Feeling apprehensive about asking for a raise? You’re not alone. The majority of U.S. workers feel they deserve a higher salary, but just over half plan to ask for one.

Robert Half’s recent Confidence Matters study asked more than 1,000 full-time professional employees in the United States about their confidence levels and attitudes concerning their careers and compensation. Almost 90 percent of those surveyed feel they deserve a raise, but only 54 percent plan to ask for a salary increase this year.

In fact, many people absolutely dread the thought of asking for more money: 32 percent of those surveyed said they would rather clean the house, 13 percent would rather look for a new job, 7 percent would prefer getting a root canal … and 6 percent would rather be audited by the IRS. Here are more insights on salary-related matters brought to light in the study:

Employees have good reasons to want more pay

Among employees who do plan on asking for a raise, reasons included increased job duties, higher costs for basic needs and a lower-than-market pay rate. One-third of survey participants said they would save or invest their salary increase, while nearly a quarter would use it to pay down debts.

Most people know their worth

Among survey respondents, 59 percent had checked their salary against national averages based on third-party research. Twenty percent said they had checked the market rate in the last month.

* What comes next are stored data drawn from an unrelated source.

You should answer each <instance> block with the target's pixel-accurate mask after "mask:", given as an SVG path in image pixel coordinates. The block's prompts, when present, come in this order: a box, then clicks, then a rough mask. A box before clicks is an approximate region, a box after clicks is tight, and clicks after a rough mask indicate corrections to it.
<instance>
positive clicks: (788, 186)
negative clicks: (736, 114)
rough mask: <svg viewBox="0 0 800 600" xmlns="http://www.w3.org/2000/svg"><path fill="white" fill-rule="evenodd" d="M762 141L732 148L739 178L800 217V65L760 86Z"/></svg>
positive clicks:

Employees’ confidence levels vary

Many employees may need a confidence boost when it comes to asking for a raise, but the majority of workers surveyed are very confident of their prospects in today’s job market. According to the study:

• 65 percent of survey respondents would be more confident looking for a job now than just a year ago
• 30 percent of those who say they’d ask for a raise would, if turned down, ask again at their next performance review
• 19 percent would be willing to look for a new job if turned down for a raise

If you feel deserving of a raise but lack the confidence to ask for one, there’s plenty you can do to improve your situation. Keep track of your accomplishments and contributions at your organization, practice your pitch with a friend before meeting with your boss and develop a strategy before entering this conversation.

Above all, know your value. Reputable resources such as the OfficeTeam Salary Guide will tell you the high and low national averages for your position; you can then use our Salary Calculator to customize compensation data to your area. If your salary is below the market rate, use this information as leverage when asking for a raise.